Ethan stumbled but quickly regained his composure, straightening his suit jacket. "Your 'property'?" he asked, a mocking smile playing on his lips. "I believe the legal term was 'ward.' And I have the paperwork that says her guardianship is terminated. She's my fiancée."
Caleb laughed, a harsh, ugly sound. "Fiancée? You're the snake who threw her to the wolves. She's mine now. I'm the one who broke her. I'm the one who keeps her."
He turned his furious gaze on me, his hand shooting out to grip my chin, forcing me to look at him. "Tell him, Jocelyn. Tell your old boyfriend who you belong to."
The memory hit me with the force of a physical blow. Three years ago. The manicured lawns of our Louisiana estate, swarming with federal agents.
Ethan, not in a suit then, but in a crisp FBI windbreaker, standing on our porch as they dragged my father away in handcuffs. He held the warrants. He directed the seizure of every painting, every piece of furniture, every memory.
My mother had already passed, leaving me to care for my younger sister, Molly, whose body was failing her, whose medical bills were astronomical.
"I can make this all go away for Molly," Ethan had said to me that night, in the ruins of our life. His voice was quiet, almost gentle, which made it all the more monstrous. "There's a family in Texas. The Duncans. They have an arrangement they need filled. You go there, you do as you're told, and Molly gets the best care money can buy. A new identity. A safe place. No foster care, no state-run facilities."
He laid out the choice. My life for hers.
"Or," he'd added, "I can let the state take her. With your family's name, she'll be a target. You'll never see her again."
So I went.
The moment I stepped out of the car onto the endless, dusty expanse of the Duncan ranch, Caleb was there. He didn't greet me. He just looked me up and down, a predator assessing his new prey.
"So you're the broken little oil princess," he'd said. He grabbed my suitcase, not to help, but to toss it in the dirt. "You're not a guest here. You're a payment. You'll work. You'll obey. And you'll learn to call me sir."
That was the beginning of the breaking.
Now, in the clinic, Caleb's grip on my jaw was just as brutal. He forced my head back, his thumb pressing into the bruise on my cheek.
"Tell him, Jocelyn," he repeated, his voice dangerously low.
The terror was a familiar friend. I looked at Ethan, at his cold, calculating face, and then at Caleb, the architect of my daily misery. Two sides of the same coin.
"I... I belong to you," I whispered to Caleb, the words tasting like ash.

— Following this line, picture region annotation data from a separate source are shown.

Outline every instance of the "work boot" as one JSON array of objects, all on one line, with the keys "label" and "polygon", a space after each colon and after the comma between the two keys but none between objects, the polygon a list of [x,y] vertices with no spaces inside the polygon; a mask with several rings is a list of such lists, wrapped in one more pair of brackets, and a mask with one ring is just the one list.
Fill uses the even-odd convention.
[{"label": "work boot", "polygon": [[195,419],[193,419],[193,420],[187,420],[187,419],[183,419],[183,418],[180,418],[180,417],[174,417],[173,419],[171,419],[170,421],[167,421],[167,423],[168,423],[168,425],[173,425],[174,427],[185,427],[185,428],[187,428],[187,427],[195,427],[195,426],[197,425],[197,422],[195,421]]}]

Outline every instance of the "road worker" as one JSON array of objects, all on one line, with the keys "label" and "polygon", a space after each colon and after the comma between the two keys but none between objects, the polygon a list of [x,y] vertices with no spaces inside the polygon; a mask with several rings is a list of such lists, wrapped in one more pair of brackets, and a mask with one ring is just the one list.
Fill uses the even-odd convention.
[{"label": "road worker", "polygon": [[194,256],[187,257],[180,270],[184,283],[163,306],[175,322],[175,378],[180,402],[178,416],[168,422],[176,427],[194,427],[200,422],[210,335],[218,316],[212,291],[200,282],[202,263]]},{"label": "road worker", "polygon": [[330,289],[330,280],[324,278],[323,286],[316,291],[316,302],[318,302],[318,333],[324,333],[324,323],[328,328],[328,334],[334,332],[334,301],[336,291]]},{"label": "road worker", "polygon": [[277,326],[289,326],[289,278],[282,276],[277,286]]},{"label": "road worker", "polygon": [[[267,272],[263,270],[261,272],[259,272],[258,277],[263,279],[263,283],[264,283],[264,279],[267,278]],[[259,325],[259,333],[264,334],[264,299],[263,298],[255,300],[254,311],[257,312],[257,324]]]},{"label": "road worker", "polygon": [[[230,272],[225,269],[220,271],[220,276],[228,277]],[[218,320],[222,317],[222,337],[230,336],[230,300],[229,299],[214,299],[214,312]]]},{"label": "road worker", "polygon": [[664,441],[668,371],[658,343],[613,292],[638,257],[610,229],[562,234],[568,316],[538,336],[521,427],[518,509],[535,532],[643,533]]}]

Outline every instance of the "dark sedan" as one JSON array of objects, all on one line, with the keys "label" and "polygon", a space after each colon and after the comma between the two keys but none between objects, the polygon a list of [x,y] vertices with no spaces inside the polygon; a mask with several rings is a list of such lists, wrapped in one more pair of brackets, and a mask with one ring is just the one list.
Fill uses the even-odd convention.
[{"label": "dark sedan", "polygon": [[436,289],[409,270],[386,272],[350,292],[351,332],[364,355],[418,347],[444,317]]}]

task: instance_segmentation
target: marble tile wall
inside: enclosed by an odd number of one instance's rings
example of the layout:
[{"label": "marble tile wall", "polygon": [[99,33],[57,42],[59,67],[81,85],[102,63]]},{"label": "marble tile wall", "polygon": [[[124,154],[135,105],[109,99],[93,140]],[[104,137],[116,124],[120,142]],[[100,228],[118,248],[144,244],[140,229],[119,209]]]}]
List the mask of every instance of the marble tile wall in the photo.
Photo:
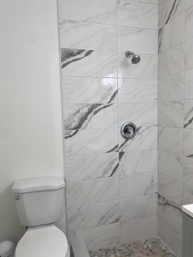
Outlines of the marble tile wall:
[{"label": "marble tile wall", "polygon": [[181,206],[193,203],[193,7],[158,4],[158,234],[179,257]]},{"label": "marble tile wall", "polygon": [[[157,234],[158,4],[59,1],[68,240],[89,250]],[[179,100],[170,112],[180,115]],[[138,128],[129,140],[128,121]]]}]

Caleb released me with a shove. He turned to Ethan, a triumphant sneer on his face. "You hear that? She's mine." He leaned in close to Ethan, his voice dropping to a conspiratorial whisper. "I even gave her my mark. So she'd never forget."

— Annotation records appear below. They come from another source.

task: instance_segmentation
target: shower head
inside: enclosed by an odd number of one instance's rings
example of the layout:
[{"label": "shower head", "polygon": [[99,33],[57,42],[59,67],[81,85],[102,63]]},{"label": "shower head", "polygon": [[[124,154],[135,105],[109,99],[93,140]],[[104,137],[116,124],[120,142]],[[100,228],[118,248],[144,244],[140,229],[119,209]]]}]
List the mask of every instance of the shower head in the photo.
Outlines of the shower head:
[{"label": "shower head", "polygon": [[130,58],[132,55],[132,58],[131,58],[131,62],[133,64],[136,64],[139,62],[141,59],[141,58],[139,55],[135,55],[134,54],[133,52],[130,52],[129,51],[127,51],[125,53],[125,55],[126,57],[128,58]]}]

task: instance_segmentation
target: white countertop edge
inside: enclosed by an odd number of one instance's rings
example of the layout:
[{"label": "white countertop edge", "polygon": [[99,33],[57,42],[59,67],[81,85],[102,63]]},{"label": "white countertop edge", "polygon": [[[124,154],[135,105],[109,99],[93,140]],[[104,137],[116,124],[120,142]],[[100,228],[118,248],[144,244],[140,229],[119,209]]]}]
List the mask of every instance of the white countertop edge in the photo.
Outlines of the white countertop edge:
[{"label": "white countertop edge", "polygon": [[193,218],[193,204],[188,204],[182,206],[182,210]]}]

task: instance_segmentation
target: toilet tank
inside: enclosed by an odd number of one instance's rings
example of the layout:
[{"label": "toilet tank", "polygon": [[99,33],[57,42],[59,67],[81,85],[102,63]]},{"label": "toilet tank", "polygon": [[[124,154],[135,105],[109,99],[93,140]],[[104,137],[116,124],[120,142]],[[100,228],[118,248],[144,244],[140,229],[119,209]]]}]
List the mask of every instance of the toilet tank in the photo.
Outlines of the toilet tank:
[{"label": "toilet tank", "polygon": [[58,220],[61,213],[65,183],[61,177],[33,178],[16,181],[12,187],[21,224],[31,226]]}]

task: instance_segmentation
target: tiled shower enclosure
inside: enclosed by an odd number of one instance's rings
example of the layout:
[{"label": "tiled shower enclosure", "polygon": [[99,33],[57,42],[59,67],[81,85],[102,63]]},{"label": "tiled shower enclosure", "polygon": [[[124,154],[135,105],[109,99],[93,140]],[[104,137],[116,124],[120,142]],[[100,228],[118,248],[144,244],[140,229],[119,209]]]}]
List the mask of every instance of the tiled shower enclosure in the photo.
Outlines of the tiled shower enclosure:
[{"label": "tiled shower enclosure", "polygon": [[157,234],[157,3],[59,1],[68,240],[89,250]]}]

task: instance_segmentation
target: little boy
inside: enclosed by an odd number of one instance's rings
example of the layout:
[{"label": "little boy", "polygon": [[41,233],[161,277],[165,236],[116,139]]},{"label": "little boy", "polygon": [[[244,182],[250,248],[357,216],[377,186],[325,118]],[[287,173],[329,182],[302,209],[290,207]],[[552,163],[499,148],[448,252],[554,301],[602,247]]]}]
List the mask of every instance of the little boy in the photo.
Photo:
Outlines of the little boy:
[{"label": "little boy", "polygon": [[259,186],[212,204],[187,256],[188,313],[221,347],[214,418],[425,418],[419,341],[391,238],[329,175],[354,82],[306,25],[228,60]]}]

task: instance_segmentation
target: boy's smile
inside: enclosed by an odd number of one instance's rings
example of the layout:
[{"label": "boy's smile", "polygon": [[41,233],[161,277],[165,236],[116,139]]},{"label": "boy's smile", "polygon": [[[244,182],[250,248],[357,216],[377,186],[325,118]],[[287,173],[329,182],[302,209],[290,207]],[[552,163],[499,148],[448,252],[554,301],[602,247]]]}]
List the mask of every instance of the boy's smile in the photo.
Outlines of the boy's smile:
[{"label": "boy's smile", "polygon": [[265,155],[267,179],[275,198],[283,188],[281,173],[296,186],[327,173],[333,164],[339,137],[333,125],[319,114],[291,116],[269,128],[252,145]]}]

He ripped the collar of my hospital gown, exposing the skin just above my collarbone. There, branded into my flesh, was a small, stylized 'D'.
Ethan's face went rigid. The mask of calm indifference finally cracked, replaced by a flash of pure fury. For a single, terrifying moment, I thought he would lunge at Caleb.

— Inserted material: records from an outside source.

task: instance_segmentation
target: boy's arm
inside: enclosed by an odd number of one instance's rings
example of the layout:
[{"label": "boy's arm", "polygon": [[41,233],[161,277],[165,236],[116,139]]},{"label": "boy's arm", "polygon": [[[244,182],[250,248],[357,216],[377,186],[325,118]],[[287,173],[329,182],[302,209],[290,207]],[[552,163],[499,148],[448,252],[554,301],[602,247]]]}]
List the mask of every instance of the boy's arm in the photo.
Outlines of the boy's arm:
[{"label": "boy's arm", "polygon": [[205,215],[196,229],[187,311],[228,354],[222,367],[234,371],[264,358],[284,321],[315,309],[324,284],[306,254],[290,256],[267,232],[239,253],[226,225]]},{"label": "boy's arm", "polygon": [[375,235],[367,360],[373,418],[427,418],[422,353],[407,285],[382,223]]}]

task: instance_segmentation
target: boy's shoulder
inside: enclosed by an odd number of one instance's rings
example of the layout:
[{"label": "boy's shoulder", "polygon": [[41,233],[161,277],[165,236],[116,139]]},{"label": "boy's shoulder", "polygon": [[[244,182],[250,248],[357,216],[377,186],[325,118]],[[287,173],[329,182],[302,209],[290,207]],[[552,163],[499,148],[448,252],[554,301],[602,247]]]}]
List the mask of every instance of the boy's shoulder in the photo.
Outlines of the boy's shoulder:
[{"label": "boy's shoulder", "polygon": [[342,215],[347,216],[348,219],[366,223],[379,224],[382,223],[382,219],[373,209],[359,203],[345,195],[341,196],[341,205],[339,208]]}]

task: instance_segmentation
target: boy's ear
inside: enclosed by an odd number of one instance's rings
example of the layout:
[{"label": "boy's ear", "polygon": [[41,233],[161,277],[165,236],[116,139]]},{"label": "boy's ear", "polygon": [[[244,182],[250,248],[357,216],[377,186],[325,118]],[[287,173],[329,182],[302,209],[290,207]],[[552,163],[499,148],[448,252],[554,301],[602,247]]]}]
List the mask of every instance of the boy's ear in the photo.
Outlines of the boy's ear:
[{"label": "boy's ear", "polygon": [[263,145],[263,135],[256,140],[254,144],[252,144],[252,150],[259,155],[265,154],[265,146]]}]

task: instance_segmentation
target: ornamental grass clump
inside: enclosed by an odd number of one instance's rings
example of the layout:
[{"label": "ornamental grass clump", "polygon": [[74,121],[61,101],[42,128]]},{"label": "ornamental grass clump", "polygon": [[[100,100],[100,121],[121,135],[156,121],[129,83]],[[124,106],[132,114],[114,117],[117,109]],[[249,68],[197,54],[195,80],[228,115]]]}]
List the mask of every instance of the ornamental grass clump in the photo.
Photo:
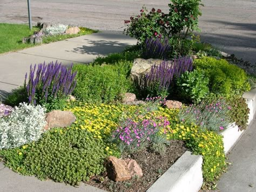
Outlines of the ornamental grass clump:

Caleb just laughed. "Don't worry," he said, pulling my gown back into place with a rough tug. "I take good care of my things."
He stroked my hair, the gesture a grotesque parody of affection. "Poor thing's exhausted. She lost our baby."
His words hung in the air, heavy and suffocating. He wanted Ethan to know. He wanted him to feel this.
My mind went blessedly blank. I felt nothing. I was a stone at the bottom of a deep, dark well.